Watching this documentary increased my respect for him by tenfold. I did not know that he fought as a soldier during World War 2. Due to his harsh voice and arrogant demeanor, his military supervisors often beat him. But it was this voice that made him stand out from all contemporary actors, possibly in the whole world of actors during his time. As his son narrated, when Japan was losing, Toshiro Mifune was a sergeant in charge of training young boys, many of whom had not even hit puberty for suicidal missions. He hated the job but he followed his instructions.  And on the day they left, he told them, “You don’t have to say “I’m doing this for the Emperor!” Just say goodbye to your mother.” He would cry when he told these stories to his children.

For those who are familiar with his work, this documentary is going to be an absolute delight. What a man he was. He was extremely disciplined and ready to shape shift at will. If you haven’t, watch any one of these three: Seven Samurai (it’s longer than 3 hours), Yojimbo (comedy) or Rashomon (mindf%^k). And the best case scenario: watch all three. You will realize why Mifune was known as one of the greatest actors of all time. And they are not as boring as you think, particularly Yojimbo.

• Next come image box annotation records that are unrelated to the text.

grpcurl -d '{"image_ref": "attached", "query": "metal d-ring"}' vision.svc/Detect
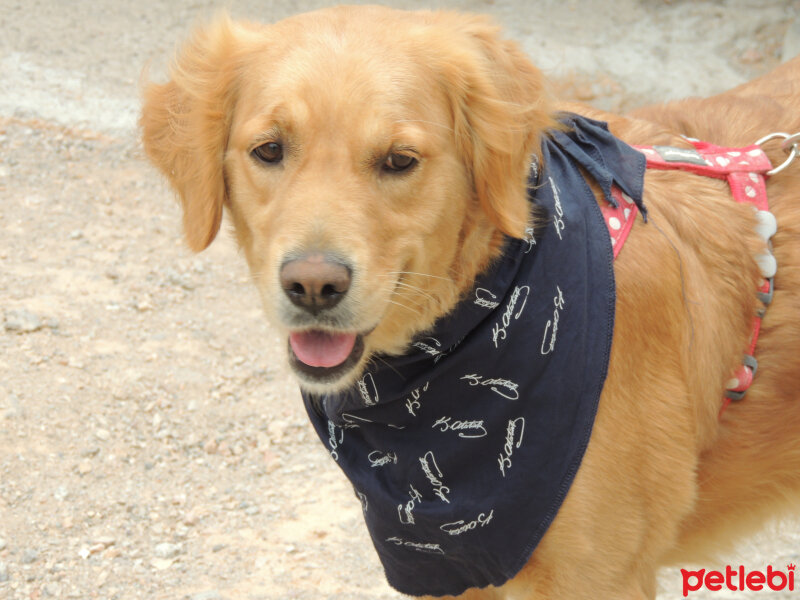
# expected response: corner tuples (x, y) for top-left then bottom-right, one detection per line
(755, 132), (800, 175)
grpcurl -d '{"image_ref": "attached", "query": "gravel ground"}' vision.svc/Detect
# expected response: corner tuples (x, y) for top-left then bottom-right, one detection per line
(0, 0), (800, 600)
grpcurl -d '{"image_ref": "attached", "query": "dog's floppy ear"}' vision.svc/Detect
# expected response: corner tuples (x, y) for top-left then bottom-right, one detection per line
(140, 15), (247, 252)
(440, 13), (555, 238)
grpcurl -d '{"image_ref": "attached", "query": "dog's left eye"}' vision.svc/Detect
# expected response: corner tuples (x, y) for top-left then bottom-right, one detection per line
(382, 152), (417, 173)
(251, 142), (283, 164)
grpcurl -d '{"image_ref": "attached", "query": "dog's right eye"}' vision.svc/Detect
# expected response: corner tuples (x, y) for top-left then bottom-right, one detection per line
(251, 142), (283, 164)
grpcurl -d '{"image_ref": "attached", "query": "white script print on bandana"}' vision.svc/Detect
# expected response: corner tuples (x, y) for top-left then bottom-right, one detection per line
(303, 114), (645, 596)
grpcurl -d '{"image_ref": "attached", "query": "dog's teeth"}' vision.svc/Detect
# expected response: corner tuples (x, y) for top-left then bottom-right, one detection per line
(756, 210), (778, 242)
(756, 254), (778, 279)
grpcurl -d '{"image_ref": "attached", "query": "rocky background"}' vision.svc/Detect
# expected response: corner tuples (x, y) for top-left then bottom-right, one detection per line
(0, 0), (800, 600)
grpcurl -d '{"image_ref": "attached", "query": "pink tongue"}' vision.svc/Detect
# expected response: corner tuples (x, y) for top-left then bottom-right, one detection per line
(289, 331), (356, 367)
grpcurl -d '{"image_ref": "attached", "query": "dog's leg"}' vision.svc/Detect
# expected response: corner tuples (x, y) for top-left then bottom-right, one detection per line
(500, 558), (656, 600)
(422, 586), (505, 600)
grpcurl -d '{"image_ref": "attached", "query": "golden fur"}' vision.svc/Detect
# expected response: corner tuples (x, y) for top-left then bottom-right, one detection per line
(141, 7), (800, 600)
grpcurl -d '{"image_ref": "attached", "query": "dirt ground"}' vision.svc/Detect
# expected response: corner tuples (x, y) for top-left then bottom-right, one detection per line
(0, 0), (800, 600)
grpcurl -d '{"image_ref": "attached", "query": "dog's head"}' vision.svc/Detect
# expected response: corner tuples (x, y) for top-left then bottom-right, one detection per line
(141, 7), (552, 391)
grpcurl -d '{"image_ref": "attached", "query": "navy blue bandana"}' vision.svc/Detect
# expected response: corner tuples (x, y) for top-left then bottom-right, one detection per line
(303, 115), (645, 596)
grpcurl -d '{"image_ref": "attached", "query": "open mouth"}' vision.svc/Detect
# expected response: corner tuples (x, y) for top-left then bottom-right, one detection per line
(289, 329), (364, 382)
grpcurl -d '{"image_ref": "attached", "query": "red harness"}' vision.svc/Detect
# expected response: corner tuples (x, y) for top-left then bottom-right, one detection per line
(601, 140), (777, 416)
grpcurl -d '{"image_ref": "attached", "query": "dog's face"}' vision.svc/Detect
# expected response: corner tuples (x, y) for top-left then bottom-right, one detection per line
(142, 8), (550, 392)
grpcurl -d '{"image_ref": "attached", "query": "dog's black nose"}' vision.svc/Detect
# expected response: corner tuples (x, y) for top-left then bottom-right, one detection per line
(280, 254), (350, 314)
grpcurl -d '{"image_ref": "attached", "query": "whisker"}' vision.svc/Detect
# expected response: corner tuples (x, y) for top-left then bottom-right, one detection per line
(389, 271), (453, 283)
(395, 119), (453, 131)
(396, 281), (436, 300)
(388, 300), (422, 315)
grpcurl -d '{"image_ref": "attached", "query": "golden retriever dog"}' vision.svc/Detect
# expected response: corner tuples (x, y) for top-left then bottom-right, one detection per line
(141, 7), (800, 600)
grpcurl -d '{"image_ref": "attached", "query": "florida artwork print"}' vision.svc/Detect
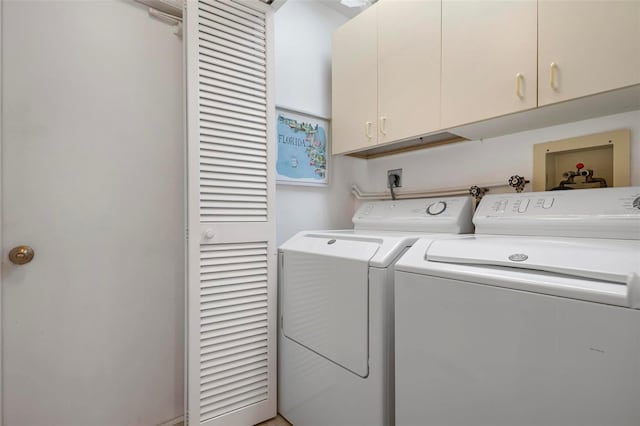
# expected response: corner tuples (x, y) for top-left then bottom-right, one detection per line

According to one of his costars, “He was like the ocean. The ocean is boundless, but also turbulent.” But Mifune was not a complete saint. His heavy drinking and fascination for speedy cars and a game of black jack bring him down to a human level. Yet that doesn’t mean he was extravagant. In his own production house, he was often seen mopping the floor, setting up lights, and doing other chores.

I am inspired beyond means, yet again by you. Thank you for your work, Mr. Toshiro Mifune. Till this day I remember the day I searched your name on Wikipedia using opera mini on my Nokia 6233 phone, expecting you to still be alive so that one day I can meet you and shake your hand. On that day I almost cried when I saw that you passed away in 1997. There was a genuine sadness that lasted for quite some time. May you rest in peace.